This content has been marked as final. Show 6 replies
Hello Gernot. I hope all is well with you and that you had a good New Year.
I have ICC Profile Inspector but haven't used it much. I tried your experiment, but used ISO Coated, since I don't have the Fogra 27 profile on my system. I got similar results.

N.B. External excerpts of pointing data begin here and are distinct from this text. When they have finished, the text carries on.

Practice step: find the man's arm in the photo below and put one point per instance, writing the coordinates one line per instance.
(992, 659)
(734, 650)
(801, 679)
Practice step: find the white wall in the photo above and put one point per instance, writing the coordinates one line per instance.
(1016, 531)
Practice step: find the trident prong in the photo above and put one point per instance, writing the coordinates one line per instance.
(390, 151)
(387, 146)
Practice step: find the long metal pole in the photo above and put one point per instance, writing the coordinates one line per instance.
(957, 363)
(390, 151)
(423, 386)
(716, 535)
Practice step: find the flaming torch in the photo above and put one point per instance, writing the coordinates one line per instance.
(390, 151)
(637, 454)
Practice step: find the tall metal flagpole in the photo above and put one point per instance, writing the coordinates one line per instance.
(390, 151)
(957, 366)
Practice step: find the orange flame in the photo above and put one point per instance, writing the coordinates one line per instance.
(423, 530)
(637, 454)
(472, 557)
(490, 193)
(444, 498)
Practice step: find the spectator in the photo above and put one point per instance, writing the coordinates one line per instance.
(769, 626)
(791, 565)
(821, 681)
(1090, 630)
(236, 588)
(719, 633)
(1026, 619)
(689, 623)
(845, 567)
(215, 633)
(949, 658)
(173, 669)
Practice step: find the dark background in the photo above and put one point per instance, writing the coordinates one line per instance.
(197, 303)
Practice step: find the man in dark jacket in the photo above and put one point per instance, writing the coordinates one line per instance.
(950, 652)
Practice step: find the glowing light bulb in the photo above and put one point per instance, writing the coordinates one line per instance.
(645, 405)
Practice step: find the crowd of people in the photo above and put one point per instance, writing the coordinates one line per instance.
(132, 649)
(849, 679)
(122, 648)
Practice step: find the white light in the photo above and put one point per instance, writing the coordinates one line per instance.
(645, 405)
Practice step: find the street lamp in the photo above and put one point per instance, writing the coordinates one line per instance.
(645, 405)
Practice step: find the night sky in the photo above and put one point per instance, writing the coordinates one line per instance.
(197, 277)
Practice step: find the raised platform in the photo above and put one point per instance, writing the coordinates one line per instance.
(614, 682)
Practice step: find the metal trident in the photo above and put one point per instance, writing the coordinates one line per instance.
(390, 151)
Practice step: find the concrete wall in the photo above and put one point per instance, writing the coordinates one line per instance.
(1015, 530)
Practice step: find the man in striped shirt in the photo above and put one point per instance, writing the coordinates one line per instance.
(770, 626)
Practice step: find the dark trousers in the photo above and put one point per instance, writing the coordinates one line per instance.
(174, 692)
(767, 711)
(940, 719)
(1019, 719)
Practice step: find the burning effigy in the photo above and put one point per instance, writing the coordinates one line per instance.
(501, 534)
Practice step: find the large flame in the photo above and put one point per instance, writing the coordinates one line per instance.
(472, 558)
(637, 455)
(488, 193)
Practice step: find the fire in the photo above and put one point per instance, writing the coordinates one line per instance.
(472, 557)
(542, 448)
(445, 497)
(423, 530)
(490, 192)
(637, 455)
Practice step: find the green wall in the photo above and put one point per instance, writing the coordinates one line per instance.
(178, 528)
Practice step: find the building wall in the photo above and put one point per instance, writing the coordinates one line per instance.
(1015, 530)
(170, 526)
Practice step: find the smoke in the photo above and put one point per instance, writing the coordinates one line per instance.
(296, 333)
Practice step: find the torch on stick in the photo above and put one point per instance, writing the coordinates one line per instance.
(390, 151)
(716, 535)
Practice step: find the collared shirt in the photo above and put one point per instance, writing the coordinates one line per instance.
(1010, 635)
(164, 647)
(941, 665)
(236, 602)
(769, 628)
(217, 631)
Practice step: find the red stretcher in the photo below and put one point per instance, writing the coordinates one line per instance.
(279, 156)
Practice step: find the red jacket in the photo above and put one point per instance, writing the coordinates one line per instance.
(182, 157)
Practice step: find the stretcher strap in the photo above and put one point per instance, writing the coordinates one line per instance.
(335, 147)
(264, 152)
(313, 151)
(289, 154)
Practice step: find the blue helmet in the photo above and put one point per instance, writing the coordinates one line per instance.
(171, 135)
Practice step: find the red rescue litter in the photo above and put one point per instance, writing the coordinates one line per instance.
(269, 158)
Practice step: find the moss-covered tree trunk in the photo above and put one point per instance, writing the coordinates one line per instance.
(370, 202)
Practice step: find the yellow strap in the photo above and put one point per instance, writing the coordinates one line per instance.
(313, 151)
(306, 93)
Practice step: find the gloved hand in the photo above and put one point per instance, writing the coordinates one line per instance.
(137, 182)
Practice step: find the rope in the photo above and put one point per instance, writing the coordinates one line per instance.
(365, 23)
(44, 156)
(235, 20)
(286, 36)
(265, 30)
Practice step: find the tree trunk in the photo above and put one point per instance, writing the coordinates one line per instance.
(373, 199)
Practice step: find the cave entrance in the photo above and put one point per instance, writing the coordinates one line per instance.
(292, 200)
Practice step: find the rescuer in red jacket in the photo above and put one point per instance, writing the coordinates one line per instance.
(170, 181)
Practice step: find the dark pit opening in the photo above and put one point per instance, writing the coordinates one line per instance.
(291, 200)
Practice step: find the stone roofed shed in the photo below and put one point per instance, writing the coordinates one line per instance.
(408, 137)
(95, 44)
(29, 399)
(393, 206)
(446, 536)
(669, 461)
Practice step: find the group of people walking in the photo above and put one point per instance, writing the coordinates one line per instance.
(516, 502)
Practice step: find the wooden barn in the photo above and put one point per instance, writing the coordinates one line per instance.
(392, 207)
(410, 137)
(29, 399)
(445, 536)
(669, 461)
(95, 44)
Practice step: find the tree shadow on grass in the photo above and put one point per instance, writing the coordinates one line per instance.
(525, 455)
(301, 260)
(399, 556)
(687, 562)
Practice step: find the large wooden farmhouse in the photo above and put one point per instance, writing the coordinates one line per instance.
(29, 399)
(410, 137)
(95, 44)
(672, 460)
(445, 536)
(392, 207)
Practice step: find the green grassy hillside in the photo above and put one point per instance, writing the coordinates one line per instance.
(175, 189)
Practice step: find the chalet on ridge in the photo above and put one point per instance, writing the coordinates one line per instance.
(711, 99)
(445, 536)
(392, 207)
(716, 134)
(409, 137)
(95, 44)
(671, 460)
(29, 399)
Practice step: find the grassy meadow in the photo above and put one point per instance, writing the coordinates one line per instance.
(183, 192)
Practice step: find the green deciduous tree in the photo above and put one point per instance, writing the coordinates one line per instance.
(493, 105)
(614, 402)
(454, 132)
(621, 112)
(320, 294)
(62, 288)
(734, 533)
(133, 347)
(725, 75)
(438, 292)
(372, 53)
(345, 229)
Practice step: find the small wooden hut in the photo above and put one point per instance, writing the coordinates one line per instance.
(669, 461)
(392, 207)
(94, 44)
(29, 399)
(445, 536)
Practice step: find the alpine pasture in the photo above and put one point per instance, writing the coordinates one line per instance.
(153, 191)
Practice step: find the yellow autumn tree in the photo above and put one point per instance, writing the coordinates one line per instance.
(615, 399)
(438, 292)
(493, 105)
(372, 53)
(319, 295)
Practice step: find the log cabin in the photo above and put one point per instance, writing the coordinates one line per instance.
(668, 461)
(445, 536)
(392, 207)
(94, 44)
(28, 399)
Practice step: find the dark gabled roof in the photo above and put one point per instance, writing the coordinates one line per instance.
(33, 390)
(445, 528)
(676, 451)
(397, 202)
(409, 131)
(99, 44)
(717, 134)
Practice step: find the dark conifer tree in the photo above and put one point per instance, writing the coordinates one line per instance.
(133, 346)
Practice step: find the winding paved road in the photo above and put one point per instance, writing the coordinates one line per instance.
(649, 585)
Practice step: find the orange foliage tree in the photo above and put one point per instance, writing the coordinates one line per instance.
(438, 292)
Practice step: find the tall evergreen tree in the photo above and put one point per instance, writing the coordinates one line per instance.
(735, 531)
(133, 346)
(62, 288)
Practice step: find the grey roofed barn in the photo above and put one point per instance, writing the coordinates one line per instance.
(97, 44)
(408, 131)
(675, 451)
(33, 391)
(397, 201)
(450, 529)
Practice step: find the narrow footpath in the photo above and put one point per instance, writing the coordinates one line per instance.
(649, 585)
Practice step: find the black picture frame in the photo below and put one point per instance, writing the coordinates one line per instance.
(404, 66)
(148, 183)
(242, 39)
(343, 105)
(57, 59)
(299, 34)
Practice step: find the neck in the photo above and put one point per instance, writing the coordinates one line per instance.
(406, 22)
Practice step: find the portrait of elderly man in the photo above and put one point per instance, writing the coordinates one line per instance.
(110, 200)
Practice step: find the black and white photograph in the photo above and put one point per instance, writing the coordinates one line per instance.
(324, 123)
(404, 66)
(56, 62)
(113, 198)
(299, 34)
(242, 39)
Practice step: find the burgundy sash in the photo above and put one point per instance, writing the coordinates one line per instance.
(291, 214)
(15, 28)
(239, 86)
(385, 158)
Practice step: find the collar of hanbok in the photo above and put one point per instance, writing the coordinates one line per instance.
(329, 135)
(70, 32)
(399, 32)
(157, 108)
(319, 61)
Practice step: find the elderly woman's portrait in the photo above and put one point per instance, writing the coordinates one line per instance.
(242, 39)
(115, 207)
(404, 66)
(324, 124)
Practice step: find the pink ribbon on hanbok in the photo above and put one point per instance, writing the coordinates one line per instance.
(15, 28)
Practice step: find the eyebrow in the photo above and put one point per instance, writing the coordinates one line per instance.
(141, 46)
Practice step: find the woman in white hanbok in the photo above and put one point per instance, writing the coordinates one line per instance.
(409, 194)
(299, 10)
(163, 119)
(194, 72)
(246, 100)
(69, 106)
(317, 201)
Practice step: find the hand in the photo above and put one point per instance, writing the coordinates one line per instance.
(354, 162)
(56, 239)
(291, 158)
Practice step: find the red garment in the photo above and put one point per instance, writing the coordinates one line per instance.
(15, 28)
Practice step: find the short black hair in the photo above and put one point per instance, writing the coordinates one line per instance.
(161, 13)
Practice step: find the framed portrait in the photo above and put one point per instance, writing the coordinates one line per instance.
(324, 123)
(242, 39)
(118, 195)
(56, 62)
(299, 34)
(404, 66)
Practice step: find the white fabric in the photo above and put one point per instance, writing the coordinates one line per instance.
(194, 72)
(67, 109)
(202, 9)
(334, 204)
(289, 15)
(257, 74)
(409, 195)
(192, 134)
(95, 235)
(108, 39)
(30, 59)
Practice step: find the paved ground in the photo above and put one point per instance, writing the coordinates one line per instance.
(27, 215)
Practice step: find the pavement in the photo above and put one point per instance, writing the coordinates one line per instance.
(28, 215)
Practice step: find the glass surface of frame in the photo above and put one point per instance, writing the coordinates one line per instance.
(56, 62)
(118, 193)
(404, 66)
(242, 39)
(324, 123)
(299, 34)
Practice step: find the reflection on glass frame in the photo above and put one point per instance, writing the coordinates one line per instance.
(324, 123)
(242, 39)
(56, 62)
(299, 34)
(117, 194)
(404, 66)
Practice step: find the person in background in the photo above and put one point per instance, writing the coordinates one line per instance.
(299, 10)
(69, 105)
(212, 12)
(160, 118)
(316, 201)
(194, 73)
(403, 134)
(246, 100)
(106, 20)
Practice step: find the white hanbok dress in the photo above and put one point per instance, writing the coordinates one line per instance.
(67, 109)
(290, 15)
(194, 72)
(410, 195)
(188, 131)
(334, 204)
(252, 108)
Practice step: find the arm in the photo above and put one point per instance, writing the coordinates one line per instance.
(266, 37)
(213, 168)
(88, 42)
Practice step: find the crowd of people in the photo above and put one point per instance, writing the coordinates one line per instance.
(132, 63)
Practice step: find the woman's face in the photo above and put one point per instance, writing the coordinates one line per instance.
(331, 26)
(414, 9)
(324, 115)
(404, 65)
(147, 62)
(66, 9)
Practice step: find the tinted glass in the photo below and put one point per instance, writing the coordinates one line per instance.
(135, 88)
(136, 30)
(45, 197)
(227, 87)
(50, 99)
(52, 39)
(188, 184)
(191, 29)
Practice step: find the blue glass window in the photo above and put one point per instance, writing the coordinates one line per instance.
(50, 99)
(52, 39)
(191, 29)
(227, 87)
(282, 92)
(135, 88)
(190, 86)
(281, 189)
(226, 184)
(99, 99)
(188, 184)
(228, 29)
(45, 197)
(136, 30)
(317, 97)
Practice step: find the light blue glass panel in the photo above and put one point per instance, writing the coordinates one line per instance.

The following is speculation on my part, and is not backed up mathematically. It makes sense to me that adding yellow could result in reduced density, just like adding a little bit of white paint to a liter of black paint would give a slightly lighter color. I know...inks are more or less translucent, but I think the effect may still be similar. In fact, with the ISO Coated profile, I moved the Yellow slider to 0, then I moved the Magenta slider from 15 to 14 and got a darker value, which suggests that with this profile, 100C/100M/100K doesn't give Dmax. You need to back off just a little bit on the Magenta ink to obtain the Dmax for this profile. And adding ANY yellow reduces Dmax.
Also, I have built a lot of profiles in the past for B&W printing in QTR and IJC/OPM (using the Epson UC color inkset). To get a neutral profile, I would use combinations of light gray, light cyan, light magenta and sometimes yellow in the highlights and midtones. But, I never used yellow in the shadow areas. I used mostly Black (either MK or PK inks), plus sometimes a little dark cyan or dark magenta. The added dark inks sometimes increased Dmax, especially if black ink alone wouldn't do it, but I used them mainly to neutralize the warm tone of the Epson black inks. Adding too much of even the dark inks could result in a reduced Dmax by exceeding the ink limit of the paper. Adding yellow definitely reduced the Dmax. I never used any light inks at the shadow end. Perhaps this is the same thing you are seeing here.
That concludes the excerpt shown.